Pretty good investing...............and the massive size of the fund should continue to offer them outstanding opportunities in the future.


----------



## cardhu (May 26, 2009)

Jaberwock said:


> Has anybody calculated what return would be needed in a private investment to match the value of the payout from the CPP?


A little less than 2% real return ... (assuming 40 years of investment, from age 25 to 65, and a life expectancy of 95) ... pretty easy to beat, but its really an apples and oranges comparison ... 
•	the CPP payout is guaranteed, private investment is not
•	the CPP payout will continue as long as you live ... private investment might not
•	the CPP payout is a die-broke model ... aside from limited survivor benefits, it ends when you end ... private investment could have significant value remaining if you die before its all used up.

An expanded CPP has public policy appeal in that it would take better care of those who, for whatever reason, do not take care of themselves ... but for people with the discipline and aptitude to do it themselves without screwing up, an expanded CPP offers little. 



Daniel A said:


> in the first 30 years contributing I paid less than 18,000.00 into the plan then in the last nine years paid as much as the previous 30 years.


Simple inflation accounts for a big chunk of that …contribution rates did increase, but not by that much. 



Daniel A said:


> ...70,806.00 for the total.
> Clearly I won't need to collect for many years to have a great benefit.


This ignores inflation ... if you measure those contributions in 2012 dollars, the combined total may (will) look somewhat different. 



sags said:


> When I retired I was earning 30 times my early wages..........so in today's dollars, a person earning $20 per hour to start would have to be earning $600 per hour at retirement to be the same.

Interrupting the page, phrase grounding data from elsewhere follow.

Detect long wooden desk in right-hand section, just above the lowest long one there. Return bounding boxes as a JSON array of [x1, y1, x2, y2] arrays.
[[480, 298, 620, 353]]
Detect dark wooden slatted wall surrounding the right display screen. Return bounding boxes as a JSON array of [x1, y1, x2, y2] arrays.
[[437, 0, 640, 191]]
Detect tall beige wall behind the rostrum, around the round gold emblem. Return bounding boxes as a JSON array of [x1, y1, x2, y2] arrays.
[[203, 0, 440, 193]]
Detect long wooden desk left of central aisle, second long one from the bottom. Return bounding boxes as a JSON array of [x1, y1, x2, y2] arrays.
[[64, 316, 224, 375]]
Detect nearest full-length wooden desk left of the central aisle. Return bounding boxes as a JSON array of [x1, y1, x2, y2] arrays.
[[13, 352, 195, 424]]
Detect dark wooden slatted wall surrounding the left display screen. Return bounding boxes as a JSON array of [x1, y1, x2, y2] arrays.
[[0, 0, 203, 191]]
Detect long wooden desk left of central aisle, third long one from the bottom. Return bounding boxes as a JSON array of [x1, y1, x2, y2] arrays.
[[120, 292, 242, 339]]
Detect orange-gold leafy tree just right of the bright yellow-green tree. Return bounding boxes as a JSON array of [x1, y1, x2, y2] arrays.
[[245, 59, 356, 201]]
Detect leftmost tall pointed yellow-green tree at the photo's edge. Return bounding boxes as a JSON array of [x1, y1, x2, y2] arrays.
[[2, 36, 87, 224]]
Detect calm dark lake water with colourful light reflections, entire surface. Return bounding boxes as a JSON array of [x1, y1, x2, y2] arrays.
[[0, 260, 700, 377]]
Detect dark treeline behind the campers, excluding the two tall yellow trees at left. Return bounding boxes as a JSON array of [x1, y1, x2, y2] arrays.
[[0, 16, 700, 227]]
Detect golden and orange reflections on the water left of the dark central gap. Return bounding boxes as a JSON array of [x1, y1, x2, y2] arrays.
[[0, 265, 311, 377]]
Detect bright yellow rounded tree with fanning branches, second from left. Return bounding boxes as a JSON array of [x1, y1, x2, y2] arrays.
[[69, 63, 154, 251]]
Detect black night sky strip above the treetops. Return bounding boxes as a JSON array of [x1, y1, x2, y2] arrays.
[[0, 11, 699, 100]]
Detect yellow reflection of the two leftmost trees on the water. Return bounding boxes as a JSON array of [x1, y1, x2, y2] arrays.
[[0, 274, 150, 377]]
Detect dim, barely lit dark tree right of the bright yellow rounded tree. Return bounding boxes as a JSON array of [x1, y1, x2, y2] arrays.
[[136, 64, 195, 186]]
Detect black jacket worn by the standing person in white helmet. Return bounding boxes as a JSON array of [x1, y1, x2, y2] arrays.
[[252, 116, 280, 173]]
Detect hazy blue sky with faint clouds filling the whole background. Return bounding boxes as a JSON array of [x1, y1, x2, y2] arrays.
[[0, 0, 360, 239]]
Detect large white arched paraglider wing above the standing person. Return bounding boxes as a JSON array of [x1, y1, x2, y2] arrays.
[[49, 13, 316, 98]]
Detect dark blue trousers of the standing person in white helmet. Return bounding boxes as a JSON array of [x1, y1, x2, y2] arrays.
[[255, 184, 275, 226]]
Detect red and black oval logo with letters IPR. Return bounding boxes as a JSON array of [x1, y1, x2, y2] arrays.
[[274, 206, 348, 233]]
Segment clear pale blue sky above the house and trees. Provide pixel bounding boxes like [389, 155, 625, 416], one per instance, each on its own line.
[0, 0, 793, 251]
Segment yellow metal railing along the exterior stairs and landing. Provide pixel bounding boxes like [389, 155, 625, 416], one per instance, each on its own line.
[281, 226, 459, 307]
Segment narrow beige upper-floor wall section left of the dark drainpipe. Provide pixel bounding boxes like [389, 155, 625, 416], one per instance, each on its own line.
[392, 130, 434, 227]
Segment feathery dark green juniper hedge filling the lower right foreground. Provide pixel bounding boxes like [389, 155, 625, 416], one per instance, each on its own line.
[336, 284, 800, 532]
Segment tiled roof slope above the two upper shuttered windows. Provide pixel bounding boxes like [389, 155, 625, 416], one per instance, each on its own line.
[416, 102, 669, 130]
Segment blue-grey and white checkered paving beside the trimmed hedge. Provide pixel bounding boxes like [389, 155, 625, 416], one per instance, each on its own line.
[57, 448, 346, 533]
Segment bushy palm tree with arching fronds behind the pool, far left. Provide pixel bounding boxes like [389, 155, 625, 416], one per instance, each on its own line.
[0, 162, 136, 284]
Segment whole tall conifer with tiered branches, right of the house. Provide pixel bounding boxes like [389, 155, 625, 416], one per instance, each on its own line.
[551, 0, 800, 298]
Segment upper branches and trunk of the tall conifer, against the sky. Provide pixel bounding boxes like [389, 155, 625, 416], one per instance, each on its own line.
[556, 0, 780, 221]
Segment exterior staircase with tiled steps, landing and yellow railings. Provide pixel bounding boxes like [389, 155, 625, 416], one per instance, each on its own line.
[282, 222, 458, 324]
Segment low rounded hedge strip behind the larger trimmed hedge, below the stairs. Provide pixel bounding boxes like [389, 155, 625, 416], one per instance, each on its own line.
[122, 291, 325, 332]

They’d only need to be earning $600 per hour if they experience the same double-digit inflation that you did ... that’s not very likely ... in real terms, your final salary was likely nowhere near 30 times your early wages ... perhaps more like 5 times? ... that’s not beyond the realm of possibility, going forward.


----------



## dubmac (Jan 9, 2011)

http://www.vancouversun.com/business/pensions/index.html - some great spredsheets on annuities etc, 
interesting link above...especially the retirement planner - http://www.vancouversun.com/business/tools/retirementplanner/index.html

if anyone need more resources for prediciting the costs involved in retirement.


----------